Using Evaluators

LLM Evaluators

We provide LLM evaluators out of the box. These evaluators are vendor agnostic and can be instantiated with a Phoenix model wrapper:

from phoenix.experiments.evaluators import HelpfulnessEvaluator
from phoenix.evals.models import OpenAIModel

helpfulness_evaluator = HelpfulnessEvaluator(model=OpenAIModel())

Code Evaluators

Code evaluators are functions that evaluate the output of your LLM task that don't use another LLM as a judge. An example might be checking for whether or not a given output contains a link - which can be implemented as a RegEx match.

phoenix.experiments.evaluators contains some pre-built code evaluators that can be passed to the evaluators parameter in experiments.

from phoenix.experiments import run_experiment, MatchesRegex

# This defines a code evaluator for links
contains_link = MatchesRegex(
    pattern=r"[-a-zA-Z0-9@:%._\+~#=]{1,256}\.[a-zA-Z0-9()]{1,6}\b([-a-zA-Z0-9()@:%_\+.~#?&//=]*)",
    name="contains_link"
)

The above contains_link evaluator can then be passed as an evaluator to any experiment you'd like to run.

For a full list of code evaluators, please consult repo or API documentation.

Custom Evaluators

The simplest way to create an evaluator is just to write a Python function. By default, a function of one argument will be passed the output of an experiment run.
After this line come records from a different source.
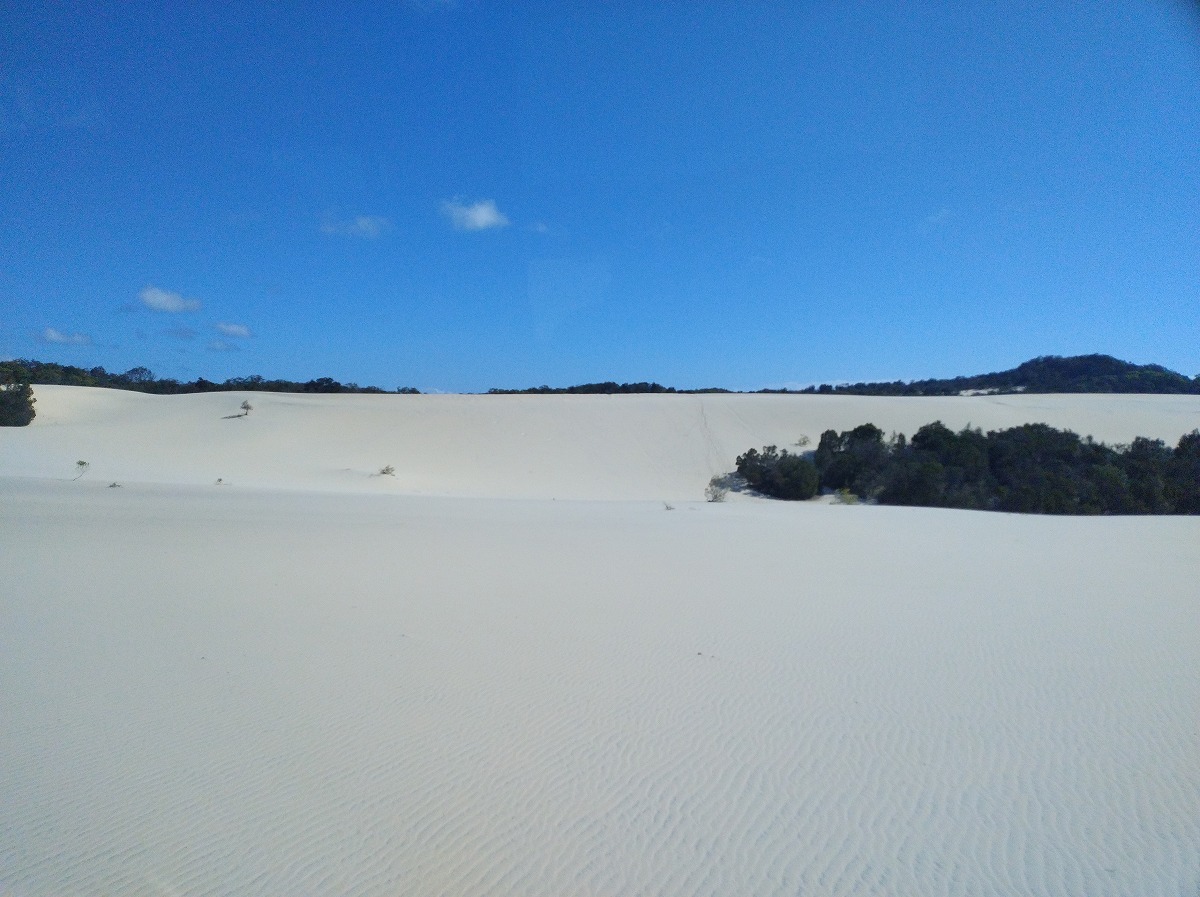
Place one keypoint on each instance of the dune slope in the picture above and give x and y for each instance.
(501, 446)
(303, 687)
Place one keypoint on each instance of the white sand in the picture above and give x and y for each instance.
(456, 686)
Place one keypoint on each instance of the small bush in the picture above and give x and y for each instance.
(717, 489)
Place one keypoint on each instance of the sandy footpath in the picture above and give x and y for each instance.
(510, 670)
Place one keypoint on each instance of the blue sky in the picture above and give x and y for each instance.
(457, 196)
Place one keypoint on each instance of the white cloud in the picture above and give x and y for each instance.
(369, 226)
(53, 336)
(477, 216)
(166, 301)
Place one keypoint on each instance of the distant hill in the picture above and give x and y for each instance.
(1049, 373)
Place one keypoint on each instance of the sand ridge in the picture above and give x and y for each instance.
(616, 447)
(282, 687)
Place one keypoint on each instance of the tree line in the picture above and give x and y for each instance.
(1048, 373)
(141, 379)
(1027, 469)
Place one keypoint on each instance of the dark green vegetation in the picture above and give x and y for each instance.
(1050, 373)
(139, 379)
(1030, 469)
(16, 404)
(609, 387)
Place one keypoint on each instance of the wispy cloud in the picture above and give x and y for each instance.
(369, 226)
(55, 336)
(478, 216)
(166, 301)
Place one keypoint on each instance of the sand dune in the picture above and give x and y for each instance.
(292, 685)
(616, 447)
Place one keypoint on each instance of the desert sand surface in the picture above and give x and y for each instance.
(509, 669)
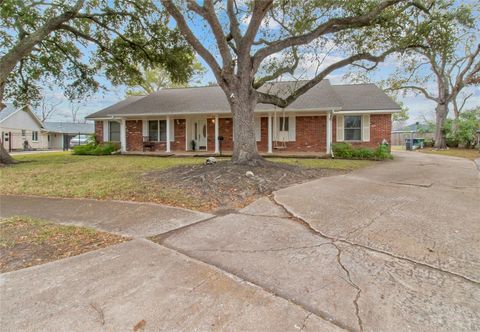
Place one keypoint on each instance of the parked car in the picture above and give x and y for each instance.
(78, 140)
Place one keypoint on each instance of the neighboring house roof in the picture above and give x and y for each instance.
(69, 127)
(115, 107)
(361, 97)
(413, 128)
(10, 110)
(212, 99)
(7, 111)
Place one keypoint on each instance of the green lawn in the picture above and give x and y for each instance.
(113, 177)
(471, 154)
(26, 242)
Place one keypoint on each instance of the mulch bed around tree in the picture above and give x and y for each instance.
(224, 185)
(26, 242)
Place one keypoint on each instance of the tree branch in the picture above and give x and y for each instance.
(283, 70)
(284, 102)
(332, 25)
(173, 10)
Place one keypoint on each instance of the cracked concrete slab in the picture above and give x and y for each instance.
(264, 207)
(437, 225)
(125, 218)
(139, 283)
(355, 288)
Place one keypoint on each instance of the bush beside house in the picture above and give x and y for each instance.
(347, 151)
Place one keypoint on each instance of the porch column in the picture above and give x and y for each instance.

These custom evaluators can either return a boolean or numeric value which will be recorded as the evaluation score.

Imagine our experiment is testing a task that is intended to output a numeric value from 1-100. We can write a simple evaluator to check if the output is within the allowed range:

def in_bounds(x):
    return 1 <= x <= 100

By simply passing the in_bounds function to run_experiment, we will automatically generate evaluations for each experiment run for whether or not the output is in the allowed range.

More complex evaluations can use additional information. These values can be accessed by defining a function with specific parameter names which are bound to special values:

Parameter nameDescriptionExample

input

experiment run input

def eval(input): ...

output

experiment run output

def eval(output): ...

expected

example output

def eval(expected): ...

reference

alias for expected

def eval(reference): ...

metadata

experiment metadata

def eval(metadata): ...

These parameters can be used in any combination and any order to write custom complex evaluators!

Below is an example of using the editdistance library to calculate how close the output is to the expected value:

pip install editdistance
def edit_distance(output, expected) -> int:
    return editdistance.eval(
        json.dumps(output, sort_keys=True), json.dumps(expected, sort_keys=True)
    )

For even more customization, use the create_evaluator decorator to further customize how your evaluations show up in the Experiments UI.

from phoenix.experiments.evaluators import create_evaluator

# the decorator can be used to set display properties
# `name` corresponds to the metric name shown in the UI
# `kind` indicates if the eval was made with a "CODE" or "LLM" evaluator
@create_evaluator(name="shorter?", kind="CODE")
def wordiness_evaluator(expected, output):
    reference_length = len(expected.split())
    output_length = len(output.split())
    return output_length < reference_length

The decorated wordiness_evaluator can be passed directly into run_experiment!